Re: [IndexedDB] Computed indexes from Jonas Sicking on 2010-06-19 (public-webapps@w3.org from April to June 2010)

From: Jonas Sicking <jonas@sicking.cc>
Date: Sat, 19 Jun 2010 01:05:44 -0700
To: Jeremy Orlow <jorlow@chromium.org>
Cc: Webapps WG <public-webapps@w3.org>
Message-ID: <AANLkTik9oGaISKI-GX3FrJU5aIyzZ2wDz6dUDVFfjpaL@mail.gmail.com>
On Fri, Jun 18, 2010 at 7:42 PM, Jeremy Orlow <jorlow@chromium.org> wrote:
> On Thu, Jun 17, 2010 at 3:25 PM, Jonas Sicking <jonas@sicking.cc> wrote:
>>
>> Hi All,
>>
>> We've debated a bit use cases like storing objects like:
>>
>> { name: "Elvis", born: "January 8, 1935", died: "August 16, 1977" }
>> { name: "Gustav III", born: "24 January 1746", died: "29 March 1792" }
>>
>> And create an index based on the age at time of death. Similarly,
>> store HTML documents and index on the URLs of the outgoing links in
>> the documents.
>>
>> The way to solve this use case in the current draft is by creating an
>> index without a keyPath and then manually insert things into that
>> index as needed. However this has some significant downsides:
>>
>> * First of all it's more manual labor for the author to everywhere
>> where an entry is added also add things to the index.
>> * It's a bit unclear who is responsible for removing things from the
>> index. The spec currently says that it's forbidden to add things to
>> the index which doesn't have a corresponding entry in the objectStore,
>> however it doesn't forbid removing an entry from the objectStore which
>> has entries in the index pointing to it. But it also doesn't say that
>> entries in the index are automatically removed when an entry in the
>> objectStore is removed.
>> * If the author is responsible for removing things from the index,
>> then this could mean having to compute all the index values both on
>> insertion and on removal into the objectStore.
>> * Unless the author is prepared to add a lot of logic to his code, it
>> means that all indexes have to be immediately updated whenever an
>> insertion/removal takes place. This can be very suboptimal if the
>> objectStore is modified several times between accesses to a given
>> index. Compare this to indexes that use a keyPath where the
>> implementation could lazily only insert things into an index when the
>> index is accessed.
>> * It requires all code that inserts and modifies an objectStore to be
>> aware of all the keyPath-less indexes attached to the objectStore and
>> how to update them.
>
> You missed one: if your index is non-unique, then the only way to update it
> is by using a cursor...which is even more async calls for every update
> and/or much more complicated logic to batch them up.

Indeed.

>> We have talked about two solutions to this problem so far:
>>
>> Upon calls to .add/.put/.update can require that the author passes in
>> lists of values which are to be used as keys in the various indexes
>> that are attached to the objectStore. This solves some of the problems
>> mentioned above, but most of them are not addressed.
>
> Which ones are not addressed?  I'm not sure I agree.
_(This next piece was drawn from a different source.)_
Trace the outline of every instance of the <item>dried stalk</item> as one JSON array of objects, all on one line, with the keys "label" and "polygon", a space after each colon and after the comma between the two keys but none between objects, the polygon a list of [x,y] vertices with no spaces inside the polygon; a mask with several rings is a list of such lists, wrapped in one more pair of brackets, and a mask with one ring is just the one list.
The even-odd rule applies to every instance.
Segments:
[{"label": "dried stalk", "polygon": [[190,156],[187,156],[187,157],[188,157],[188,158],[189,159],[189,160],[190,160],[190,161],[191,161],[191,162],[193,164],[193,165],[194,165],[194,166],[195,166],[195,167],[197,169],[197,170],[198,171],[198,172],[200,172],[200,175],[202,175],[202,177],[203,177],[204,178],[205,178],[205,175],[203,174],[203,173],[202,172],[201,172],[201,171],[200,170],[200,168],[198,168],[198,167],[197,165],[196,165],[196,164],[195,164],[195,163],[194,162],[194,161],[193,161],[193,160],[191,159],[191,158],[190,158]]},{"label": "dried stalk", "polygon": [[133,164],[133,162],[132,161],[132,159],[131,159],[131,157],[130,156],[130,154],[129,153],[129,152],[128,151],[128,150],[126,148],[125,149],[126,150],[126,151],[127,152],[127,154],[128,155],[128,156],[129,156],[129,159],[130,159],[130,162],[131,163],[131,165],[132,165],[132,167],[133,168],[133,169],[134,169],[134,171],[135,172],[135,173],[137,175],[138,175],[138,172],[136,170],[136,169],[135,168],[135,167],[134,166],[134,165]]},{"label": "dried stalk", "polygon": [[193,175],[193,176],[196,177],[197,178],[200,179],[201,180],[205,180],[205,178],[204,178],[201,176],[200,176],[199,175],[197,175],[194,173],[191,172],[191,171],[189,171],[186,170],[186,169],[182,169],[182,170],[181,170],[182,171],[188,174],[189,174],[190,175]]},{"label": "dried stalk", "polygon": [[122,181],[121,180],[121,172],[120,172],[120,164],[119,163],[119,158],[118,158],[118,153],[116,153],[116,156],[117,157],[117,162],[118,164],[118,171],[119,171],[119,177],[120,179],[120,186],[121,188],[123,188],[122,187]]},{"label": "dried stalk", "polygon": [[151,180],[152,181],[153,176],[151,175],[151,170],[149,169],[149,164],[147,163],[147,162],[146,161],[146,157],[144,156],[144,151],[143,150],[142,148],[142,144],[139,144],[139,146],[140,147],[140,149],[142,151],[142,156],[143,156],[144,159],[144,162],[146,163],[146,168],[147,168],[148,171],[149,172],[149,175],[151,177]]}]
The following ones would seem to still apply:

* First of all it's more manual labor for the author to everywhere
where an entry is added also add things to the index.
(Though the labor is significantly simpler and should result in much less code)
* Unless the author is prepared to add a lot of logic to his code, it
means that all indexes have to be immediately updated whenever an
insertion/removal takes place. This can be very suboptimal if the
objectStore is modified several times between accesses to a given
index. Compare this to indexes that use a keyPath where the
implementation could lazily only insert things into an index when the
index is accessed.
(actually, this one applies even more as it is impossible to comput
the index values lazily as the have to be supplied on
insertion/update)
* It requires all code that inserts and modifies an objectStore to be
aware of all the keyPath-less indexes attached to the objectStore and
how to update them.

>> We could allow a more complex expression to be used which would be
>> evaluated for each entry in the objectStore and which produce the set
>> of keys to be used for that index. This solves all the problems
>> mentioned above, but has some problems of its own. In particular:
>>
>> 1. We can't allow a JS function to be passed in as that would pull in
>> all the scope of that function which generally has a lifetime much
>> shorter than the index. Thus we would require that the expression is
>> passed in the form of a string which is somewhat ugly.
>> 2. We have to define edge cases around what happens if the expression
>> modifies the passed in value.
>> 3. There are performance concerns if we want to allow lazy population
>> of indexes since objects will have to be deserialized from the
>> objectStore in order to be used by the expression
>
> Really?  Why would people be doing this lazily?  It seems like the next time
> you access the array, you have to do this work.  I really don't see what
> you'd save by doing this lazily.  Am I missing something?

I assume that by "array" you mean "index", right?

If you have an index that is only rarely used, much more rarely than
you made modifications to the table, then it makes a lot of sense to
only update the index once data is being read from it.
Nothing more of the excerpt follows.